Siksaan Mobil Mogok Saat Liputan Kebakaran Kapal Cilacap
Setelah 30 menit terjebak macet tiba-tiba mesin mobil mati. Panik menyergap lantaran di belakang terdapat ratusan mobil. Saya mencoba tetap tenang sambil mencoba menghidupkan mesin mobil. Berulang kali mencoba dan gagal.
Hari Selasa (3/5/2022) beredar informasi, puluhan kapal nelayan terbakar di kawasan Dermaga Wijayapura, Cilacap. Hari itu bertepatan dengan hari kedua Lebaran. Suasana meriah sukacita hari raya pun seolah terhenti, berganti nestapa dengan terjadinya musibah.

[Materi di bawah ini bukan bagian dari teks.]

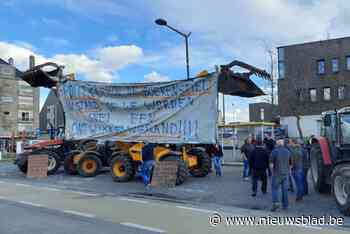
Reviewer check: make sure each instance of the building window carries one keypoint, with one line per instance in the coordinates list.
(327, 94)
(25, 100)
(281, 64)
(313, 95)
(25, 116)
(321, 67)
(341, 92)
(335, 65)
(262, 114)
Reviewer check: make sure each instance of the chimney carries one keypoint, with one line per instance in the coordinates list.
(31, 61)
(10, 61)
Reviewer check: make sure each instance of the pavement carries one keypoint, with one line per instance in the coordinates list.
(184, 209)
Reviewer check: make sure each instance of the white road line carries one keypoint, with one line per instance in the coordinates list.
(196, 209)
(83, 193)
(31, 204)
(134, 225)
(23, 185)
(133, 200)
(79, 213)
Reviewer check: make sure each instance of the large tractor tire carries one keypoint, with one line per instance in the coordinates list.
(53, 161)
(318, 170)
(122, 168)
(89, 165)
(182, 171)
(69, 167)
(204, 162)
(341, 187)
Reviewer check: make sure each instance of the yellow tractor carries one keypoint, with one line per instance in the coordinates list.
(126, 160)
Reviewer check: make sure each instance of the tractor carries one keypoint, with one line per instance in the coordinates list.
(330, 158)
(126, 161)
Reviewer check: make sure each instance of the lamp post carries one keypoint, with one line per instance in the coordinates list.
(163, 22)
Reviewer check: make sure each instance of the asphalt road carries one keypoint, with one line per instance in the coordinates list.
(37, 209)
(20, 218)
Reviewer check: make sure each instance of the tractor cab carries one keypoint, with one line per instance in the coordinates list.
(336, 127)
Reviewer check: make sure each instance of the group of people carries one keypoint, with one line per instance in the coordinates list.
(283, 159)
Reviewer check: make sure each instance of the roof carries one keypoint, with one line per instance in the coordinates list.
(313, 42)
(18, 72)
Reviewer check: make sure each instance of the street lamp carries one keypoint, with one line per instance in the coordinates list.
(163, 22)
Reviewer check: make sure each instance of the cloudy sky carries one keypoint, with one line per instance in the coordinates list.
(117, 40)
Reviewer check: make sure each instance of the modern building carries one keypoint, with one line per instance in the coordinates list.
(313, 77)
(263, 112)
(51, 114)
(19, 104)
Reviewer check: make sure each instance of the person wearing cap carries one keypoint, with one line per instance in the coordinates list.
(279, 160)
(259, 162)
(297, 167)
(147, 162)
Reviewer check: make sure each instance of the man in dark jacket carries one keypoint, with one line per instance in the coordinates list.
(147, 162)
(259, 163)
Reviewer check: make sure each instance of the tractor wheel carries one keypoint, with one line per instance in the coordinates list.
(122, 168)
(69, 167)
(204, 163)
(88, 145)
(89, 165)
(182, 171)
(341, 187)
(318, 170)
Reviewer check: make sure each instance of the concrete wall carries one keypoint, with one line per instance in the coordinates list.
(310, 125)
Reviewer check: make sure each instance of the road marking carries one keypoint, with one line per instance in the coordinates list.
(31, 203)
(134, 225)
(51, 189)
(23, 185)
(133, 200)
(83, 193)
(196, 209)
(79, 213)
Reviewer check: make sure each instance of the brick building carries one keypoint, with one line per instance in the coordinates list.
(19, 104)
(263, 112)
(313, 77)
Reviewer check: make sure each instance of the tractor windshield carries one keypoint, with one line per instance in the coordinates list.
(345, 128)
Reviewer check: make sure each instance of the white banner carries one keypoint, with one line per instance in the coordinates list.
(182, 111)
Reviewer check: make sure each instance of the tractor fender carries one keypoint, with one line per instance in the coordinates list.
(326, 155)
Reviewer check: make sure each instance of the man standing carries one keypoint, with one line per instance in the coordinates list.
(269, 143)
(246, 149)
(259, 163)
(297, 167)
(147, 162)
(280, 157)
(218, 154)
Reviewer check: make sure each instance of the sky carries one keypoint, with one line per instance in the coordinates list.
(118, 41)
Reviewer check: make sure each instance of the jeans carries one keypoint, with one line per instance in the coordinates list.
(299, 182)
(217, 161)
(245, 168)
(305, 183)
(280, 182)
(146, 171)
(259, 174)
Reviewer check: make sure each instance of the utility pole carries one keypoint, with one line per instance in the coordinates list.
(272, 77)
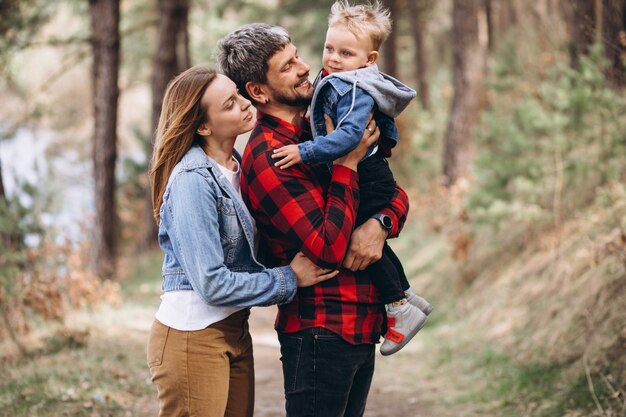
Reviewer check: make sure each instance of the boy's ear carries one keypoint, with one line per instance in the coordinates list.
(371, 58)
(204, 129)
(257, 92)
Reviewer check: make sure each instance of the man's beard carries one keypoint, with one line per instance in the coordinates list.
(295, 100)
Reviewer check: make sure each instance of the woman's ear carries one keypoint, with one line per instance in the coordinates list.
(371, 58)
(256, 91)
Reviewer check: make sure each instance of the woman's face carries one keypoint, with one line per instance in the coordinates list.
(228, 113)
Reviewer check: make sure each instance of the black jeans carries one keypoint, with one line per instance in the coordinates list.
(377, 185)
(324, 375)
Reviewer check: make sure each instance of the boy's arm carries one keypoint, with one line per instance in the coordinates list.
(287, 156)
(351, 119)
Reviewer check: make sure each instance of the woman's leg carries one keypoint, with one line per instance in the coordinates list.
(194, 373)
(241, 392)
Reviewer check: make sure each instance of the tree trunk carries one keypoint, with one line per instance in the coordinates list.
(390, 46)
(171, 58)
(582, 29)
(417, 10)
(614, 40)
(105, 16)
(468, 61)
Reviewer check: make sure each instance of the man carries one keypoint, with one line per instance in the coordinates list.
(328, 332)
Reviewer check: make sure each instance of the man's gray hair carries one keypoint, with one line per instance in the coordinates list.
(243, 55)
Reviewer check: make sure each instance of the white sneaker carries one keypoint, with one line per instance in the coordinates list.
(403, 323)
(420, 303)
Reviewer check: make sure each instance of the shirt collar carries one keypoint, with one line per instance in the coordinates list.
(284, 128)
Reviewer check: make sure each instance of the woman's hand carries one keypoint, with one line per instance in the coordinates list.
(370, 136)
(308, 273)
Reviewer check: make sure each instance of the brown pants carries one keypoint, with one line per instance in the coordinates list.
(204, 373)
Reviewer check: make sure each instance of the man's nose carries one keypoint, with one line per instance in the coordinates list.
(304, 67)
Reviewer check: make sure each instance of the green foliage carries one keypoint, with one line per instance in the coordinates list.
(20, 20)
(544, 146)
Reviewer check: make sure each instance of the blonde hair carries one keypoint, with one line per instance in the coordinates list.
(371, 20)
(181, 115)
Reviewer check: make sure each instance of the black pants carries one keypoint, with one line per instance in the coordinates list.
(324, 375)
(377, 187)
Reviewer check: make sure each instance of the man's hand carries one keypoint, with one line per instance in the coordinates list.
(289, 155)
(366, 245)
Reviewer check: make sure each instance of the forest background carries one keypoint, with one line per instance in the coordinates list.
(514, 156)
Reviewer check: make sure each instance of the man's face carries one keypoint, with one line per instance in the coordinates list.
(288, 78)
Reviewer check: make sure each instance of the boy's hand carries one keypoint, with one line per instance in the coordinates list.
(289, 154)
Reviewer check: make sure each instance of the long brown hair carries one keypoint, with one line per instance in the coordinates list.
(181, 115)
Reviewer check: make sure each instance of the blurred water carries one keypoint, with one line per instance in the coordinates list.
(64, 182)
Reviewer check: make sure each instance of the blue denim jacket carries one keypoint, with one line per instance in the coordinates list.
(207, 237)
(349, 98)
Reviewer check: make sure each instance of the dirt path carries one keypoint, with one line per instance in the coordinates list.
(395, 389)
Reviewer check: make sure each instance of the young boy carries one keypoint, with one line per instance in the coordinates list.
(348, 90)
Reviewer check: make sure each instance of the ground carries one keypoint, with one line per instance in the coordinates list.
(94, 365)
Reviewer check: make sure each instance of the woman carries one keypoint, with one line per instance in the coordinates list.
(199, 350)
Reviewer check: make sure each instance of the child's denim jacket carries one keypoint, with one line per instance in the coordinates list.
(207, 236)
(349, 98)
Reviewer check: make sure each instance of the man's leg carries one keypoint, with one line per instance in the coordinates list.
(325, 376)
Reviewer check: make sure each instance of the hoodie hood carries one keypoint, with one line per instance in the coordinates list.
(391, 96)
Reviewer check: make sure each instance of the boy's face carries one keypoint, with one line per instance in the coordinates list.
(344, 51)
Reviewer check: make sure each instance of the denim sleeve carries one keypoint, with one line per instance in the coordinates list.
(352, 121)
(192, 207)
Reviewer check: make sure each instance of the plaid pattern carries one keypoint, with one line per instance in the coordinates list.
(307, 208)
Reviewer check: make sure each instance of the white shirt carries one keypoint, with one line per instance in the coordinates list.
(186, 310)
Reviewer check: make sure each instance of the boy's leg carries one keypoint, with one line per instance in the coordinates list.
(324, 375)
(393, 258)
(384, 275)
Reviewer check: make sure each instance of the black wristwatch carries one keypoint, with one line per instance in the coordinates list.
(385, 221)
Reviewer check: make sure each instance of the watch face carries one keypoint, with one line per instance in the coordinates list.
(386, 221)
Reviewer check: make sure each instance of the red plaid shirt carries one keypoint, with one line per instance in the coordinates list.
(307, 208)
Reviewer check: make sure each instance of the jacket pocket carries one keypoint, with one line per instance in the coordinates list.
(156, 343)
(231, 232)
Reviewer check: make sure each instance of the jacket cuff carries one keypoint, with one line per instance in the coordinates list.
(288, 284)
(345, 175)
(306, 152)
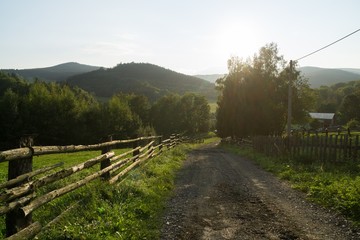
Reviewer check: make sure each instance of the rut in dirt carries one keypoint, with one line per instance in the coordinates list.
(220, 195)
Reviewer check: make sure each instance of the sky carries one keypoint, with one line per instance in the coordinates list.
(187, 36)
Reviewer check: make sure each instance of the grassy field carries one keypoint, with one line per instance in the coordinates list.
(334, 186)
(129, 210)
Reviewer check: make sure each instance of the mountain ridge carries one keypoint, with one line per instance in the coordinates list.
(57, 73)
(328, 76)
(141, 78)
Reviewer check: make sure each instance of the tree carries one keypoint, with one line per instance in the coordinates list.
(188, 114)
(350, 107)
(254, 98)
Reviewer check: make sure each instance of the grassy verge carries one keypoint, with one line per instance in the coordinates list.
(332, 185)
(129, 210)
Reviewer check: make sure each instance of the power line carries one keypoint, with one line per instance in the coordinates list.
(328, 45)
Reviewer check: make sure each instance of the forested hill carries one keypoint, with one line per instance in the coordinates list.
(328, 76)
(56, 73)
(141, 78)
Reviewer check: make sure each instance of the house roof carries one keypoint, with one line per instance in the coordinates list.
(323, 116)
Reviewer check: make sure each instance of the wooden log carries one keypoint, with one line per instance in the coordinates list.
(126, 170)
(14, 220)
(356, 148)
(26, 188)
(27, 176)
(142, 158)
(18, 153)
(16, 204)
(106, 162)
(63, 213)
(36, 203)
(115, 158)
(27, 233)
(26, 152)
(135, 146)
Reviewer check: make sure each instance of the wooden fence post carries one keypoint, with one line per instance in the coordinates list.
(135, 145)
(160, 143)
(15, 221)
(105, 163)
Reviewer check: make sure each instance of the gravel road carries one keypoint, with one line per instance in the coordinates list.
(220, 195)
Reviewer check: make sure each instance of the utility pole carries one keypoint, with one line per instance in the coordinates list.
(290, 100)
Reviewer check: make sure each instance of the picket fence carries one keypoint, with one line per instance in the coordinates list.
(322, 148)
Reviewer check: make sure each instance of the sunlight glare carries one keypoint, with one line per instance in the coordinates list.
(239, 40)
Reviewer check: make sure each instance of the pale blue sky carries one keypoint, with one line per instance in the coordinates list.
(188, 36)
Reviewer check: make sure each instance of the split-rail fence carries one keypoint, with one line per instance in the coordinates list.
(18, 196)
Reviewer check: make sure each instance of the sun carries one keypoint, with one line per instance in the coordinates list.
(240, 40)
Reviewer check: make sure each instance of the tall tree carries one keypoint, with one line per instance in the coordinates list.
(254, 96)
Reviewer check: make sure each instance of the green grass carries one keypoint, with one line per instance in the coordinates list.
(331, 185)
(213, 107)
(129, 210)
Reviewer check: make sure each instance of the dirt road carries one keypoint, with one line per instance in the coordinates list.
(222, 196)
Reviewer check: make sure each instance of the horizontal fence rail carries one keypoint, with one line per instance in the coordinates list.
(326, 148)
(19, 195)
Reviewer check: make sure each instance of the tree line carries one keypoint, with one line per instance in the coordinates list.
(342, 99)
(59, 114)
(254, 97)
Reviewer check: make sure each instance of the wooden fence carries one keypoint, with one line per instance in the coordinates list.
(326, 148)
(18, 195)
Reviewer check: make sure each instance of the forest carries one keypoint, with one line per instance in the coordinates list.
(254, 97)
(59, 114)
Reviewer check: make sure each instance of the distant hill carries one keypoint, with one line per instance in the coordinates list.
(56, 73)
(328, 76)
(141, 78)
(211, 77)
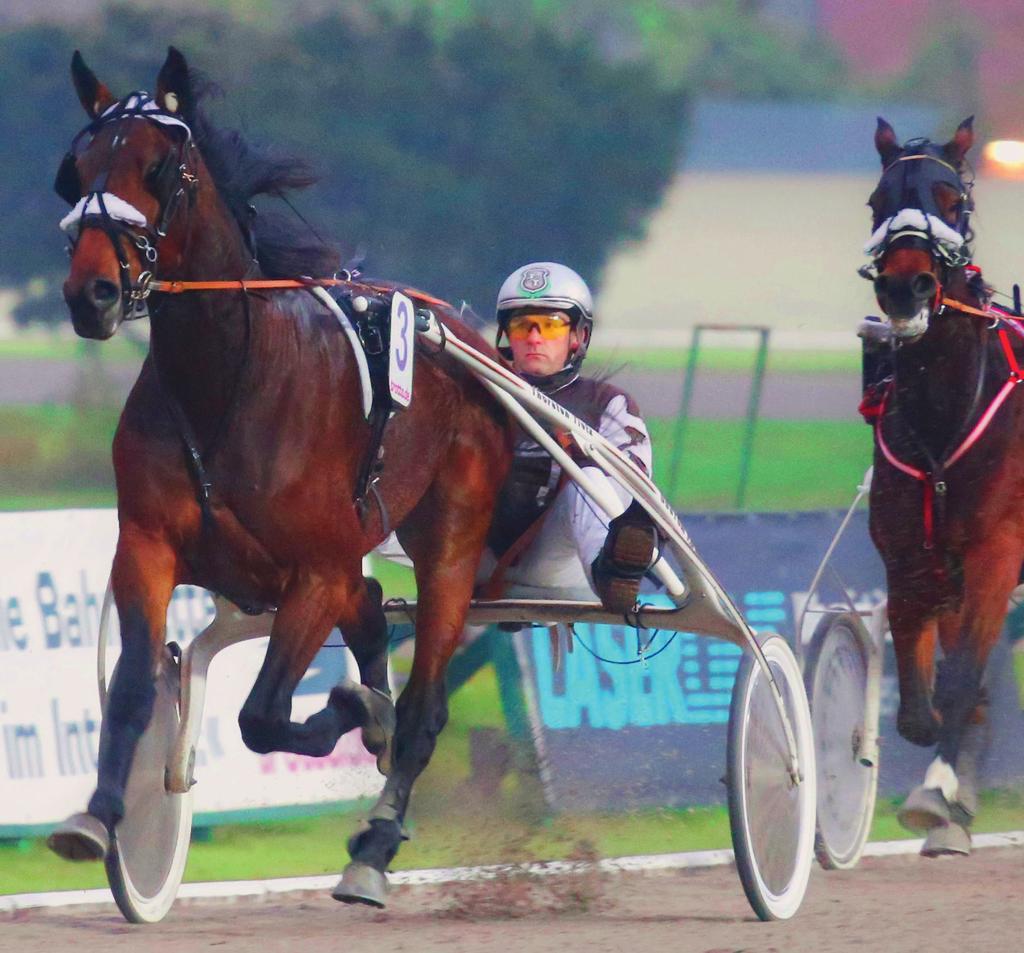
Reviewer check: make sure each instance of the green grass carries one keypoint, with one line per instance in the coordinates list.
(58, 456)
(741, 359)
(796, 465)
(33, 347)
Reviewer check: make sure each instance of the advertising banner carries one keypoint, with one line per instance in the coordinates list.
(619, 728)
(53, 571)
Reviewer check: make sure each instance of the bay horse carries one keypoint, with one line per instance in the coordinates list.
(947, 494)
(239, 452)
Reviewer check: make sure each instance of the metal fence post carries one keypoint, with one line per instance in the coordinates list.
(753, 404)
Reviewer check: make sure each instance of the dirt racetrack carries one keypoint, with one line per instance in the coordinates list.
(890, 905)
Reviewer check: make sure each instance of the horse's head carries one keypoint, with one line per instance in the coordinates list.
(921, 224)
(130, 175)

Saya yang semula hendak mempersiapkan diri untuk liputan festival balon udara di Wonosobo, segera berganti haluan dan bersiap menuju Cilacap.
Info kebakaran itu saya peroleh sekitar pukul 18.00. Karena saya berbasis di Purwokerto, untuk berita awalan saya menghubungi sejumlah narasumber terkait di Cilacap.
Salah satunya, Ketua Kelompok Nelayan Pandanarang Teluk Penyu Cilacap yang mengungkapkan ada lebih dari 20 kapal berukuran 30 grosston yang terbakar.
Jumlahnya bahkan bisa mencapai 50 kapal. Kebakaran berawal dari ledakan yang terjadi di sebuah kapal. Api dengan cepat merembet ke kapal-kapal lainnya.
Sembari saya melakukan konfirmasi peristiwa dan mengirim berita pertama, istri menyiapkan pakaian dan perlengkapan yang diperlukan untuk liputan di Cilacap. Akhirnya setelah berita terkirim pukul 19.00, saya segera bersiap untuk berangkat.
Baca juga: Tersentuh Saat Dievakuasi oleh Warga Korban Longsor
Namun, ada satu kekhawatiran saya. Mobil tua milik bapak yang biasa saya gunakan untuk liputan jarak jauh, sedang bermasalah radiatornya. Padahal belum sebulan menjalani service lengkap.
Entah mengapa air pendingin radiatornya dengan cepat menyusut. Seorang teman mengatakan, kondisi itu harus segera dicek ke bengkel karena bisa berbahaya bagi mesin kendaraan.
Namun, belum sempat ke bengkel, saya sudah harus berangkat ke Cilacap. Saya yang tidak paham permesinan, hanya terpikir bagaimana caranya agar persediaan air pendingin radiator cukup.
Cadangan di jeriken tinggal beberapa milliliter saja. Mau beli ke toko atau bengkel, tidak memungkinkan karena hari sudah petang. Apalagi ini masih Lebaran hari kedua, toko dan bengkel rata-rata belum buka.
Saya pun segera berkeliling ke tetangga untuk meminjam air radiator. Seandainya nanti di tengah perjalanan, air radiator benar-benar surut, saya bisa segera mengisinya ulang. Yang penting, saya bisa sampai dulu ke Cilacap.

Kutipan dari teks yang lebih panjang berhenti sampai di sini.